I - Uma vez que as conclusões da alegação de recurso delimitam as questões a apreciar, daquele segmento deverá pelo menos constar a indicação dos concretos pontos de facto que o recorrente considera incorretamente julgados, caso impugne a decisão sobre a matéria de facto.
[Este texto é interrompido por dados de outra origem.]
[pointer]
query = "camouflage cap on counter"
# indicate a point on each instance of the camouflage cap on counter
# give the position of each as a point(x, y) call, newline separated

II - Sem prejuízo de apenas no CPA/2015 encontrar apoio normativo expresso, à luz do anterior regime era de admitir a possibilidade de aproveitamento do ato, negando a eficácia invalidante do vício, nos casos de atividade vinculada da Administração, quando o novo ato a praticar tivesse forçosamente o conteúdo decisório idêntico ao do ato anulado III - A responsabilidade civil extracontratual do Estado e demais pessoas coletivas por factos ilícitos praticados pelos seus órgãos e agentes assenta nos mesmos parâmetros do conceito civilístico da responsabilidade civil extracontratual, exigindo-se a verificação cumulativa dos pressupostos facto, ilicitude, culpa, dano e nexo de causalidade entre o facto e o dano.